Y designó al joven por su nombre de familia, ruborizándose por haberlo llamado así delante de extraños. El joven saludó por segunda vez, sin decir palabra, y volviéndose hacia Safo, repuso:

—Ha perdido usted la apuesta, hemos llegado primero; tiene que pagar.

—…

—Es igual. Ya lo cobraré luego.

—Bueno, bueno. ¡Ah, Dios mío! —exclamó de pronto, volviéndose hacía la dueña de la casa—. Soy una aturdida; se me olvidaba decir a usted que le traigo un huésped: helo aquí.

La personalidad presentada por Safo, un joven a quien no se esperaba, resultó tener una importancia tal que las damas se levantaron para recibirlo.

Era el nuevo adorador de Safo, y así como Vásika, la seguía por todas partes.

En aquel momento entraron el príncipe Kaluzhski y Liza Merkálova con Striómov. Liza era una morena algo flaca, de aspecto indolente, tipo oriental, con ojos que se juzgaban impenetrables; su traje oscuro, que Anna observó desde luego, estaba en perfecta armonía con su género de belleza. Si Safo era brusca y resuelta, Liza, en cambio, se caracterizaba por su suavidad y cierta negligencia.

Para el gusto de Anna, Liza era mucho más atractiva.

Cuando Betsi hablaba de ella, solía criticar sus modales de niña inocente; pero no tenía razón, pues Liza era en realidad una mujer encantadora por su indolencia y dejadez. Así como Safo, siempre llevaba cosidos a la falda dos adoradores que la devoraban con la vista, uno joven y otro viejo; pero había en ella algo superior a las personas que la rodeaban; era como un diamante entre simples abalorios; y de sus hermosos ojos enigmáticos radiaba el brillo de la piedra preciosa; al verla se creía leer en su interior, y no se podía verla sin amarla. Al divisar a Anna, su rostro expresó la mayor alegría.

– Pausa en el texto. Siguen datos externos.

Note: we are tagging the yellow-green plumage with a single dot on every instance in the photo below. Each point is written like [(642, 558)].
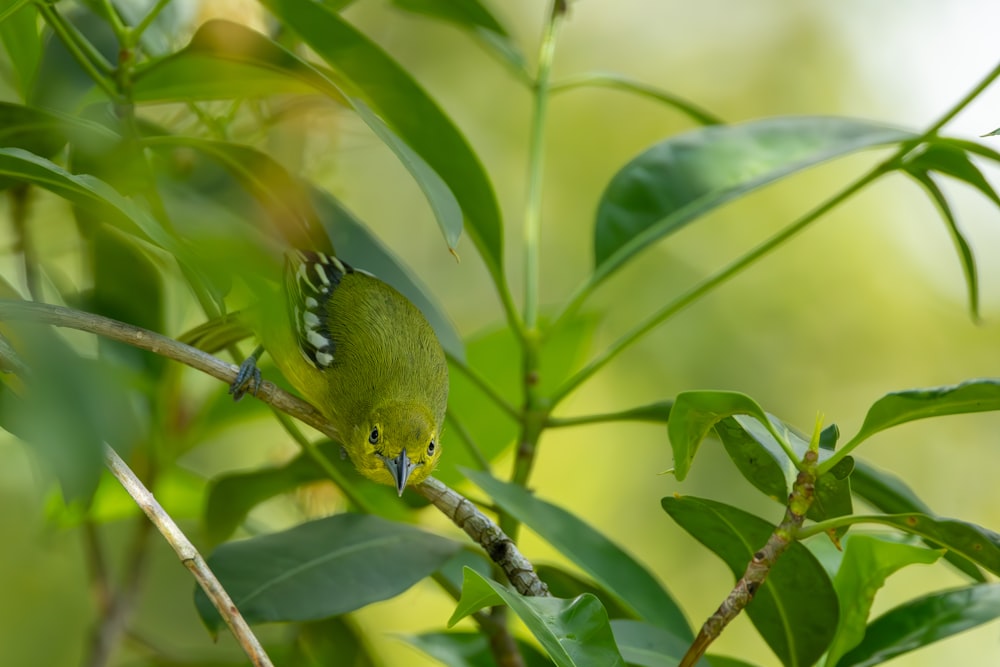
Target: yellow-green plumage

—¡Ah, cuánto me alegra verla! —exclamó acercándose—. Ayer tarde quise hablarle en las carreras, pero acababa usted de marcharse cuando pude llegar a su tribuna. ¿No es verdad que aquello era horrible? —añadió, con una mirada en que se leía su sinceridad.

—Ciertamente; jamás hubiera creído que eso pudiese conmover tanto —contestó Anna, ruborizándose.

Los jugadores de críquet se levantaron para ir al jardín.

—Yo no bajo —dijo Liza, sentándose junto a Anna— y supongo que usted tampoco —añadió, mirando a esta—. ¿Qué diversión puede haber en ese juego?

—Pues no de la de agradarme a mí —repuso Anna.

—¿Cómo se arregla usted para no aburrirse? Usted vive y yo me muero de hastío.

—Pero ¿cómo puede usted aburrirse, siendo su casa una de las más alegres de San Petersburgo? —preguntó Anna.

—Tal vez aquellos que nos creen alegres se aburren acaso más que nosotros, aunque yo no me divierto nunca y me acosa el tedio cruelmente.

Safo encendió un cigarrillo, y seguida de los jóvenes, se fue al jardín. Betsi y Striómov permanecieron junto a la mesa de té.

—Vuelvo a repetirlo —continuó Liza—, ¿cómo hace usted para no conocer el aburrimiento? He aquí una mujer que puede ser feliz o desgraciada, pero que nunca se aburre.

—No hago nada —replicó Anna, ruborizándose por aquella insistencia.

—Es lo mejor que se puede hacer —dijo Striómov, mezclándose en la conversación.